— У нас во флигеле шептались с Авдотьей Петровной, и я все до единого словечка слышала, потому как они думали, будто я сплю, а я ну ни капельки не спала, и все-все слышала.
— Прося, пойми наконец, что ябедничать стыдно.
— Нешто я ябедничаю? — удивилась девчонка. — Я ить только так, и вовсе могу ничего не рассказывать. — Она выглядела почти обиженной. Белесые реснички задергались, а рот растянулся как будто от всхлипов.
— Нет, теперь уж изволь рассказать, иначе я… ничего не понимаю.
Бесцветные глазки Проси немедленно вспыхнули. Она заглотила побольше воздуха и заторопилась с предыханием, по — заговорчески чуть понизив голос:
— Павлина-то Егоровна Авдотье Петровне и говорят, вот мол, какая вы бедная да несчастная стали, а все оттого, что мужики все как есть одинаковые. И барин не лучше прочих. И обозвали его. А дальше и говорят, что мол, этакое натворить, да и с глаз долой — прямой грех. А Авдотья-то Петровна так еще недоверчиво глянули на нее, да и спросили, да неужто мол? А Павлина-то Егоровна, вот мол, святой истинный крест, и перекрестились. И еще говорят, как же, дескать, я ихнее, то есть, ваше исподнее каждый день собираю для стирки и ношу то к здешней Ефимовне, что за постирку берет по гривенику с корзины, а в городе в прачечную Лыкова, и там, дескать, на пятак дороже, и что и там, и тут, все за особую грязь прибавки требуют. И что вот уж третий месяц, как обходится без такой прибавки.
Жекки чуть поежилась, как будто интимная сторона ее жизни в грубом изложении прислуги становилась чем-то особенно неприглядным. И если бы чувствительность Жекки не была уже достаточно истощена другими, куда более сильными, переживаниями, она попросту прогнала бы девчонку, не пожелав больше ничего слушать. Но после отъезда Аболешева она словно бы все время видела себя со стороны.

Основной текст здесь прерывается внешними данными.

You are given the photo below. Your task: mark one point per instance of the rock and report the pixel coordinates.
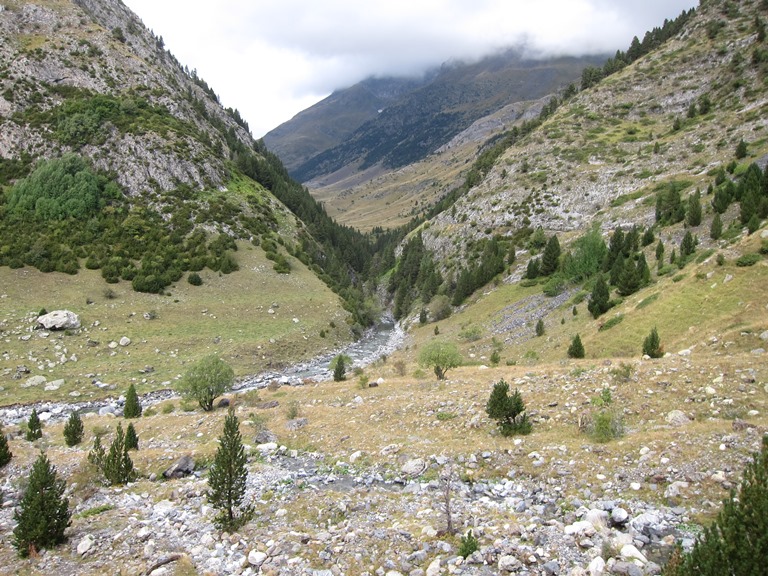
(268, 405)
(267, 447)
(265, 437)
(184, 466)
(85, 545)
(256, 558)
(619, 516)
(59, 320)
(596, 567)
(677, 418)
(434, 567)
(296, 423)
(581, 527)
(629, 552)
(413, 467)
(34, 381)
(508, 563)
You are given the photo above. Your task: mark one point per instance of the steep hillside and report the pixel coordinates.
(428, 115)
(124, 181)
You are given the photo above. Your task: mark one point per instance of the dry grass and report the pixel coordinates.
(227, 315)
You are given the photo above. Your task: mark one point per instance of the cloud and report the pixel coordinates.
(274, 58)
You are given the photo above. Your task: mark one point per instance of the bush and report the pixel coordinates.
(737, 541)
(43, 514)
(748, 260)
(576, 349)
(205, 381)
(606, 425)
(73, 430)
(508, 411)
(5, 451)
(441, 356)
(652, 345)
(132, 408)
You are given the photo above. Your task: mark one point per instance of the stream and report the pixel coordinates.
(384, 338)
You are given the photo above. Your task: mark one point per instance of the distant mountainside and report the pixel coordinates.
(360, 127)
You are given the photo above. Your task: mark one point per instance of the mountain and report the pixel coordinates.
(415, 118)
(124, 182)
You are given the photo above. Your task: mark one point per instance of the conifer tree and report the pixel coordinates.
(34, 427)
(576, 349)
(652, 344)
(599, 300)
(5, 451)
(693, 214)
(43, 513)
(131, 438)
(73, 430)
(508, 411)
(716, 228)
(737, 541)
(227, 477)
(550, 260)
(117, 465)
(132, 408)
(340, 370)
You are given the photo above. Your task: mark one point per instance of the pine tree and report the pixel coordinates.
(508, 411)
(34, 427)
(737, 541)
(576, 349)
(693, 215)
(5, 451)
(550, 260)
(227, 477)
(73, 430)
(117, 465)
(599, 300)
(652, 345)
(716, 228)
(131, 438)
(43, 513)
(340, 369)
(132, 408)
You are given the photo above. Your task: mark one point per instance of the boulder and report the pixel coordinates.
(59, 320)
(265, 437)
(184, 466)
(413, 467)
(677, 418)
(296, 423)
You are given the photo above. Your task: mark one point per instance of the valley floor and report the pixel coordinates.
(358, 478)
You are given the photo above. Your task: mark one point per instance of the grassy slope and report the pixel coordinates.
(227, 315)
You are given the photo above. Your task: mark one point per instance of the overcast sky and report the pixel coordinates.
(271, 59)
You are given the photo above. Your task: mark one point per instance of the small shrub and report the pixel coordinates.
(606, 425)
(469, 544)
(34, 427)
(576, 349)
(73, 430)
(748, 260)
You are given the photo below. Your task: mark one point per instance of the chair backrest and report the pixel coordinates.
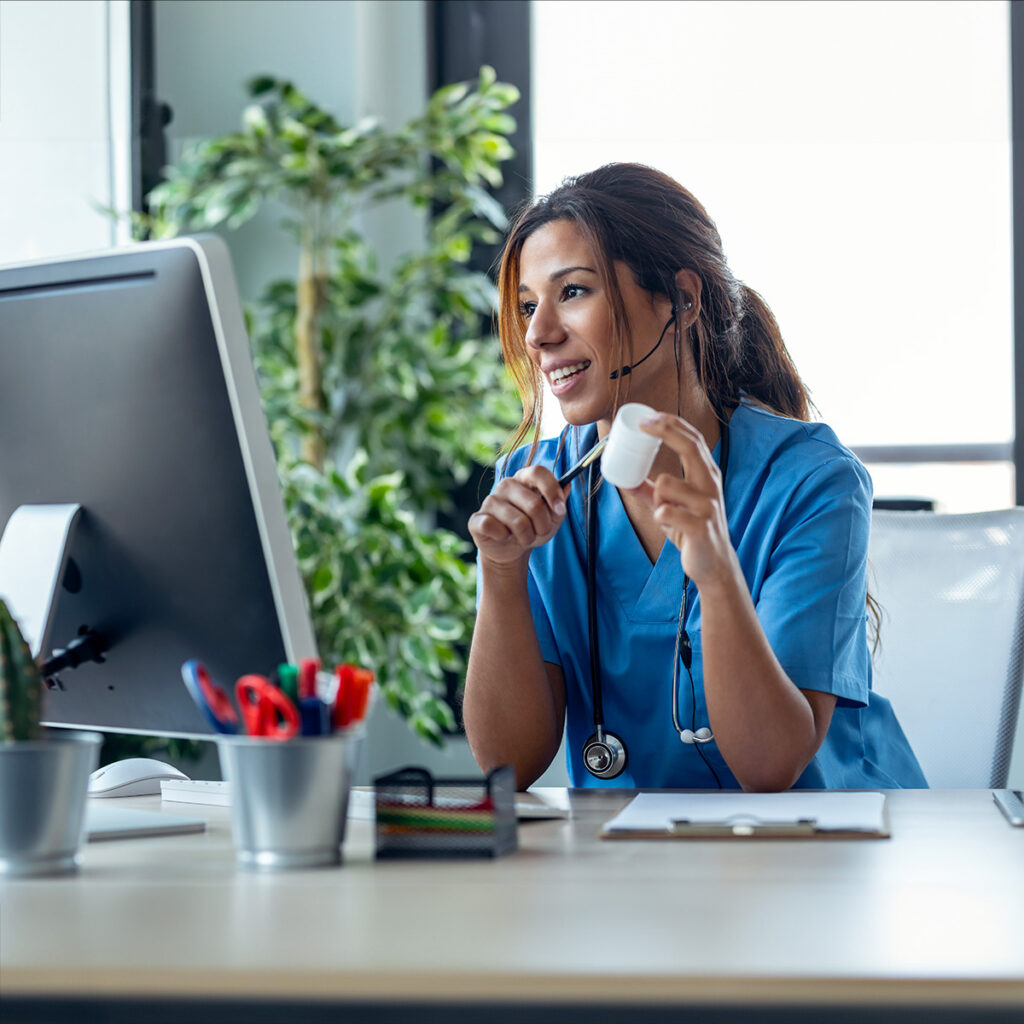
(949, 659)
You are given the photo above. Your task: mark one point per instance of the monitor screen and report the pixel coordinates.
(127, 387)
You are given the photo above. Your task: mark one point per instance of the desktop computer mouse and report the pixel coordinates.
(131, 777)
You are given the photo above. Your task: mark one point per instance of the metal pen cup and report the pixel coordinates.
(43, 788)
(290, 799)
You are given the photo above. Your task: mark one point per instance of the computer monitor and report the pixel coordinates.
(127, 388)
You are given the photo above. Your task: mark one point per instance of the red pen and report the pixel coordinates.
(308, 668)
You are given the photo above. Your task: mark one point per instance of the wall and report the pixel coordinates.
(355, 58)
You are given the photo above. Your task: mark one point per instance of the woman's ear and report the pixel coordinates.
(688, 289)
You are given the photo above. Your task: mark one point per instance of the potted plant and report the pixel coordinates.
(382, 391)
(44, 776)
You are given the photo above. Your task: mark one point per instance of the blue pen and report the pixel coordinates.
(314, 716)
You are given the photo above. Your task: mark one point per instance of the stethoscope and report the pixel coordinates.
(604, 754)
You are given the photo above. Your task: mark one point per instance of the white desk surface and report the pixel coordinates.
(933, 916)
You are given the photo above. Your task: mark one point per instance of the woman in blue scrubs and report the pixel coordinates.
(729, 592)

Она видела свое тело, совершавшее привычные, заученные действия. Слышала какие-то затверженные, ничего не значащие, слова, вылетавшие из ее губ. Чувствовала прикосновение предметов, дотрагиваясь до них. Но ни движения, ни ощущения, ни звуки не имели больше значения. То ее существо, которое наблюдало за всем этим будто со стороны, не испытывало ничего кроме непрерывной муки, не имевшей ничего общего с окружающей повседневностью. Поэтому до Жекки все еще не доходил подлинный смысл того, о чем говорила девчонка.

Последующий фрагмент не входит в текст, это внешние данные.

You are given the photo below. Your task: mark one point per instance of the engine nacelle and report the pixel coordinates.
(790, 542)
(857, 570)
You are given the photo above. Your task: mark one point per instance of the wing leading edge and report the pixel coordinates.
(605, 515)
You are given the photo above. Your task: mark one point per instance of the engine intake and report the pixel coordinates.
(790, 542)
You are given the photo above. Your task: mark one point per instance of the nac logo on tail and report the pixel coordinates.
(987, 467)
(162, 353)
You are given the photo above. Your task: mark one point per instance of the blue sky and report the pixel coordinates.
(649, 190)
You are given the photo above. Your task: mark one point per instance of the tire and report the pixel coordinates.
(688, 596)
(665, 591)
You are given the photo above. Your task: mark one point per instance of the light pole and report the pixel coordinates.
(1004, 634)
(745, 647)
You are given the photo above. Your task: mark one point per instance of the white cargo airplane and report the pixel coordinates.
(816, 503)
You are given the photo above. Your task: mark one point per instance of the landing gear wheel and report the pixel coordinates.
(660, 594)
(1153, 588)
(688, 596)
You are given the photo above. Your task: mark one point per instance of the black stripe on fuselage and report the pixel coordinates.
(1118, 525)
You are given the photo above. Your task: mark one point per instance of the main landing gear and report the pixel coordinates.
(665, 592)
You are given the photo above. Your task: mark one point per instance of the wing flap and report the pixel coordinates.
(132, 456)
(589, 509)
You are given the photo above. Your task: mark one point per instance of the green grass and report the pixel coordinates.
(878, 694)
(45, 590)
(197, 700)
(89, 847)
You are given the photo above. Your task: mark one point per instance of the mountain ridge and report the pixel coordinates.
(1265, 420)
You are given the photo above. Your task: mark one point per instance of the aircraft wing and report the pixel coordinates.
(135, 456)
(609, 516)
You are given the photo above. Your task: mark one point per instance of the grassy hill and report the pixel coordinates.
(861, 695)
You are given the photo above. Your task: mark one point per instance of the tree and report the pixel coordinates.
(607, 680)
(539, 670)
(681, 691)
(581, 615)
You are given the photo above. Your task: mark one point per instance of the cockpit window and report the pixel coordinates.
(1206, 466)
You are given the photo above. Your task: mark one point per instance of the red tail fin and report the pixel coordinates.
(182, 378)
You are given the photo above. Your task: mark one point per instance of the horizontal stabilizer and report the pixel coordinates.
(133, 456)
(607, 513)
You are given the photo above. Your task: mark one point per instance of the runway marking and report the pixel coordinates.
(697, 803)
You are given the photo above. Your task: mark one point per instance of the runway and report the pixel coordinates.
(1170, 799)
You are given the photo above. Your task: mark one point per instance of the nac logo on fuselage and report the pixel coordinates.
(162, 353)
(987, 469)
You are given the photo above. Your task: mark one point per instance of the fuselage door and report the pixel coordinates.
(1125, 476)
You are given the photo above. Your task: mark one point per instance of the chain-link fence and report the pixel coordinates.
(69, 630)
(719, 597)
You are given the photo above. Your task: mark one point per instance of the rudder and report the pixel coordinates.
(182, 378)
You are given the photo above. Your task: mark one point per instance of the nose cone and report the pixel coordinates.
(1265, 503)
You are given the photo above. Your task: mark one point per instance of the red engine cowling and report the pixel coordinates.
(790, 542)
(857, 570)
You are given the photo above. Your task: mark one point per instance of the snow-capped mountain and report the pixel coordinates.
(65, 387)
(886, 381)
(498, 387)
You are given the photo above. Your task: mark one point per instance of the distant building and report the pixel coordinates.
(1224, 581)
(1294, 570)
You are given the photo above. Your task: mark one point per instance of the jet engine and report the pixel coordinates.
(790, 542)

— Да и как же, говрит Авдотья Петровна вы стали к еде капризны, — спеша, тарабарила Прося, — и то, и другое не так. А раньше уж на что были покладисты и хвалили ее частенько, особенно, за борщи и сметанники. И что при том, все ж таки пополнели, раздались грудью, хотя личиком и осунулись. А это по всему примета верная. И бледны. А Павлина Егоровна ей и говорят, дескать до хозяйства вам вовсе дела не стало, все как есть забросили. Дескать, куда это годится, а все от переживаний и дурноты, которая на первых порах завсегда бывает, и что теперь вы так и так непременно поедете в город к доктору. И еще прибавили, что Авдюшка, шельмец, стал дескать на них, на вас то исть, Евгенья Пална, как-то охально поглядывать, и что она, Павлина Егоровна, ему уж за то не раз выговаривала, а он только скалится и ничего.
И это как есть, истинная правда, — с предыханием подтвердила Прося. — Энтот Авдюшка завсегда псиной отдает, не глядите, что он все лыбится. Он же с деревенскими пьет сивуху и отцу своему покупает, и девкам проходу не дает, а когда выпьет, то и говорит всякое этакое. Что дескать, барыня краля хоть куда, и что, ежели б была на то его воля, то он бы… пущай себе по деревням шепчуться, что вы ведьма и за Князем, как за стеной, а ему, Авдюшке ну ничуть не боязно…
— Что за вздор, — пробормотала Жекки, теряя терпение.
— А вот и не вздор, я у него срамные картинки видела. Он их в сундуке расклеил и прячет и перед деревенскими похваляется, когда они к нему в гости заходят.
— Это ужасно, что ты все это видишь и слышишь, — устало проговорила Жекки. Прося заметив, что интерес барыни слабеет, бодро добавила:
— Вот Павлина Егоровна и говорит, дескать, на Авдюшку скоро управы никакой не станет. Ну да и прах бы с ним, а что ихнее, то исть, ваше положение, по ее понятию, скоро заметно для всех будет, и что через полгодика вам родить. А это дескать сомнительно, потому как барин опять уехал неизвестно куда.